At the same time, the Asian market is becoming a new engine for RWA expansion. Policy experiments in Hong Kong, Singapore, Thailand, and other regions may form an "Asian model" independent of Europe and the U.S. within the next three years, providing new solutions in balancing institutions and innovation. This diversified regional development path will make the global landscape of RWA richer and more resilient.
Conclusion: Moving Towards the Future Amidst Competition and Integration
The ultimate narrative of RWA is not a simple replacement of technology for traditional finance but rather a catalyst through blockchain technology that enables the more efficient circulation and allocation of asset value on a global scale.

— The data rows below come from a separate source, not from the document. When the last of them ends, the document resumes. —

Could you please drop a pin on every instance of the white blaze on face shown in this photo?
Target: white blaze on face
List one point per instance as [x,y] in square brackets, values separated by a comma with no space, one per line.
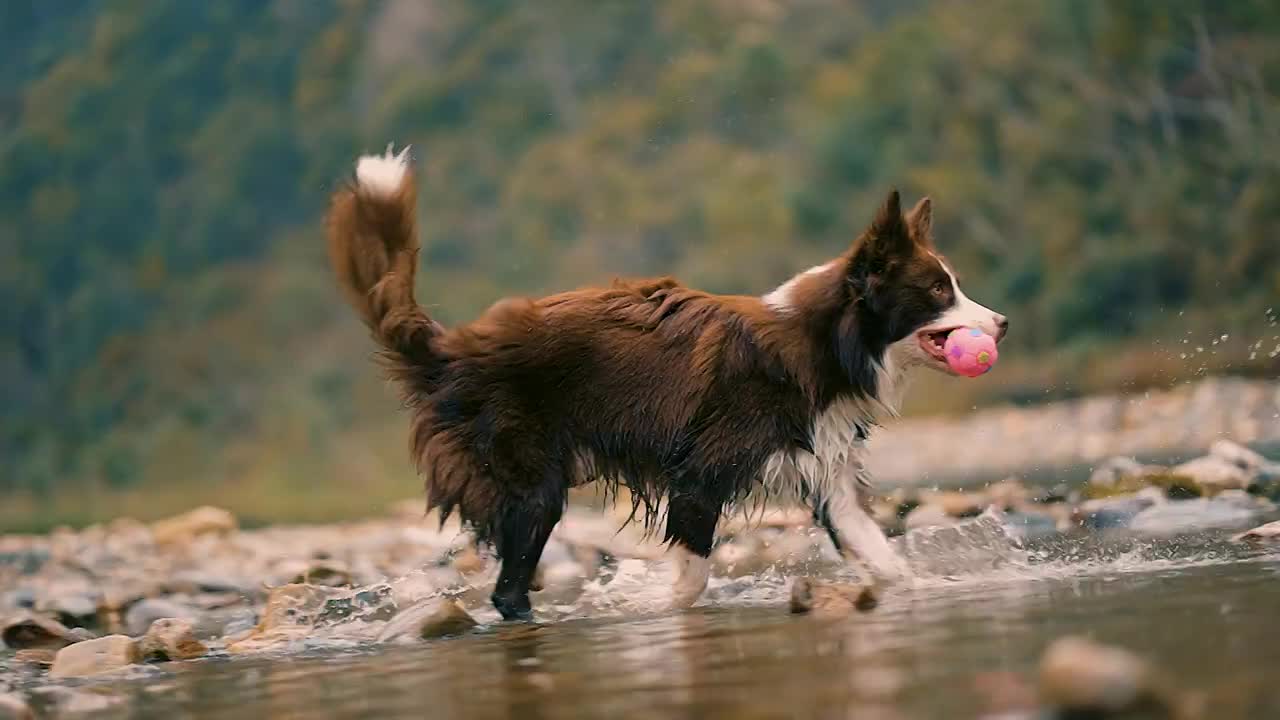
[965,313]
[784,297]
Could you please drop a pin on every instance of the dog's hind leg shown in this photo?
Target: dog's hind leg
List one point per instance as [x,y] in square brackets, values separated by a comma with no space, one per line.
[691,531]
[526,524]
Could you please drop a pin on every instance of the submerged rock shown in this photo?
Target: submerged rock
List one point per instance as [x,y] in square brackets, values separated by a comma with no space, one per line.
[430,618]
[1262,533]
[1078,675]
[141,615]
[193,524]
[822,598]
[13,707]
[90,657]
[30,632]
[1212,474]
[170,638]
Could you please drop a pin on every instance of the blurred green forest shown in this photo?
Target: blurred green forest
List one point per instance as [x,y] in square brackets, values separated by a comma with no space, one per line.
[1105,173]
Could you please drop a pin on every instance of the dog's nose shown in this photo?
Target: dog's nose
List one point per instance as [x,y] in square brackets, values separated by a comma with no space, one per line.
[1002,326]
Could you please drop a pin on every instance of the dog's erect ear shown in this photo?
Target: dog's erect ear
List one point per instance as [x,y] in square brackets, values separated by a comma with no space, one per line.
[920,220]
[885,240]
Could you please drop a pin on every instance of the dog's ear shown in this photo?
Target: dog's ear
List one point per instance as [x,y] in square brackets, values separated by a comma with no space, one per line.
[885,240]
[919,220]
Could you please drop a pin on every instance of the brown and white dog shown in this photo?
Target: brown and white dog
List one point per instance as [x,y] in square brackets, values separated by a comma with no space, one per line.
[691,400]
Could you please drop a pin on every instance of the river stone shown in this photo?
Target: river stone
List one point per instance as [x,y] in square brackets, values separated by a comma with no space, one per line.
[187,527]
[13,707]
[37,632]
[1078,675]
[90,657]
[1212,474]
[430,618]
[928,516]
[41,656]
[140,616]
[823,598]
[170,638]
[1262,533]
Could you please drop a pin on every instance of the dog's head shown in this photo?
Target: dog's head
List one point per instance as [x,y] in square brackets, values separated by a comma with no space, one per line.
[905,296]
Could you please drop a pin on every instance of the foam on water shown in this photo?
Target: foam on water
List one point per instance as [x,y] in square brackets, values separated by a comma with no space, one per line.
[981,551]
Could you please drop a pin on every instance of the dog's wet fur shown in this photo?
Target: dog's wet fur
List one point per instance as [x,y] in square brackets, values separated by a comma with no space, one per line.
[695,402]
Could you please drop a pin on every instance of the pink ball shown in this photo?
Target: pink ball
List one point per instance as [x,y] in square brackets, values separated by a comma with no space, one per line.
[970,351]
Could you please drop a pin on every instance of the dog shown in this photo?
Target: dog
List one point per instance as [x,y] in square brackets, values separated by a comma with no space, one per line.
[695,402]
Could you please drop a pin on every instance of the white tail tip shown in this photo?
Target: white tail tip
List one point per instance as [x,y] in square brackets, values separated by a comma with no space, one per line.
[382,174]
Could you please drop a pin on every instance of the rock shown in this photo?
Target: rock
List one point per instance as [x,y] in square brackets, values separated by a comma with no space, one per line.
[1116,511]
[1238,455]
[1228,510]
[41,656]
[140,616]
[1008,493]
[955,504]
[1119,475]
[190,525]
[430,618]
[328,575]
[170,638]
[1262,533]
[469,561]
[90,657]
[1212,474]
[37,632]
[831,598]
[13,707]
[1079,677]
[928,516]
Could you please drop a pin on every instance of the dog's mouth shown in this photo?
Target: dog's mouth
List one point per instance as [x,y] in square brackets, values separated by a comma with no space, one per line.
[933,342]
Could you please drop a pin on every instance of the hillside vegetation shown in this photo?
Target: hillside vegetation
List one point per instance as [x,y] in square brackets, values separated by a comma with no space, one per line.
[1105,173]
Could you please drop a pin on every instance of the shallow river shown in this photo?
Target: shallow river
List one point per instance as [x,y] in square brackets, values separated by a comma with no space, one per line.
[963,642]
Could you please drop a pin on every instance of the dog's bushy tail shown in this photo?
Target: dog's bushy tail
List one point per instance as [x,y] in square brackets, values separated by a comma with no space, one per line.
[373,246]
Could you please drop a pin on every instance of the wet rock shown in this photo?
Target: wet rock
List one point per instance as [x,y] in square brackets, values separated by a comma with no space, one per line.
[14,707]
[928,516]
[41,656]
[37,632]
[190,525]
[831,598]
[469,561]
[1120,475]
[1212,474]
[170,638]
[955,504]
[144,614]
[1080,677]
[430,618]
[328,575]
[90,657]
[76,610]
[1230,509]
[1269,533]
[1116,511]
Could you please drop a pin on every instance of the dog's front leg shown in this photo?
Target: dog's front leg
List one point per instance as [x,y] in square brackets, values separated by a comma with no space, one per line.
[844,511]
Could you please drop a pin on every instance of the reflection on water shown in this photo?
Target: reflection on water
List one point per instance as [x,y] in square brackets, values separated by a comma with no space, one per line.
[963,646]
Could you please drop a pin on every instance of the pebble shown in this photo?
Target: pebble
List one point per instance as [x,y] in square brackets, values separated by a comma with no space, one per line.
[170,638]
[193,524]
[14,707]
[39,632]
[91,657]
[1262,533]
[1078,675]
[141,615]
[823,598]
[430,618]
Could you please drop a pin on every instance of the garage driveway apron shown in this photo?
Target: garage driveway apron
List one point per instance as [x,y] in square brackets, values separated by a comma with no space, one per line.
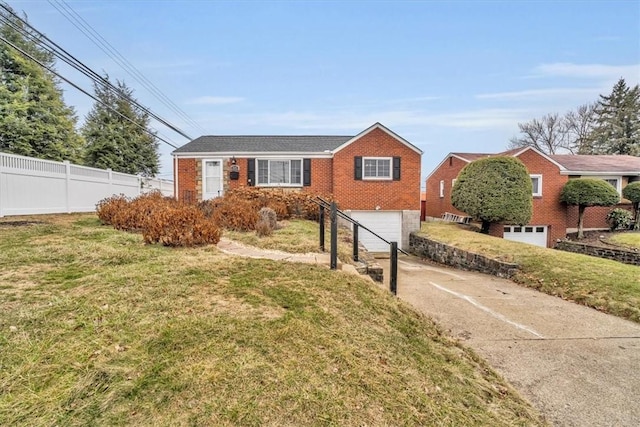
[578,366]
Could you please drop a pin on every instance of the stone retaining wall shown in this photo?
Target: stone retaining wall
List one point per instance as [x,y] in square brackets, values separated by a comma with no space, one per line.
[620,255]
[455,257]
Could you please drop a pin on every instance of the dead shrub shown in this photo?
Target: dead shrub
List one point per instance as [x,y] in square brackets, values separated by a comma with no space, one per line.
[234,213]
[108,207]
[286,203]
[180,225]
[263,228]
[133,215]
[269,216]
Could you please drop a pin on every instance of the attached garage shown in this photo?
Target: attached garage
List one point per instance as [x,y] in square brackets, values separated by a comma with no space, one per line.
[387,224]
[532,234]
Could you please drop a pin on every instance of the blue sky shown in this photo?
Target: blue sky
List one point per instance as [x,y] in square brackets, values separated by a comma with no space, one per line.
[445,75]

BlackRock CEO Larry Fink has referred to tokenization as "a long-term core trend in asset management," with Thailand backing its experiments with national credit and the Federal Reserve empowering innovation through core payment systems—these powerful signals from different fields point towards a clear future: the trust foundation of the global financial system is gradually shifting from purely relying on "institutional trust" to a new era of "dual-track trust," where "algorithmic technology trust" and "institutional legal trust" are intertwined and mutually reinforcing.
However, the road to this future remains long and winding. The high compliance costs of cross-border capital flows, the ambiguities of judicial jurisdiction, and the seamless transmission of risks between on-chain and off-chain still pose key obstacles that RWA must overcome to realize its trillion-dollar potential. The future's several "key assumptions" will determine the trajectory of market development: if the regulatory frameworks of major global economies can achieve a considerable degree of unification within the next five years, RWA will experience explosive growth; as decentralized financial protocols further integrate with traditional financial infrastructure, a new, highly automated global capital market structure will begin to take shape.
In the future financial system, when investors can purchase tokenized government bonds, artworks, or farm equity with just a tap on their phones, the world of RWA may have quietly become the familiar financial reality. Ultimately, the fate of RWA will depend on whether we can find a dynamic and intelligent balance between innovation and regulation, efficiency and security, openness and stability. Only then can RWA truly transcend the hype of concepts and become a solid and broad "golden bridge," continuously directing the value and credit of the real world towards a more transparent, efficient, and open financial future.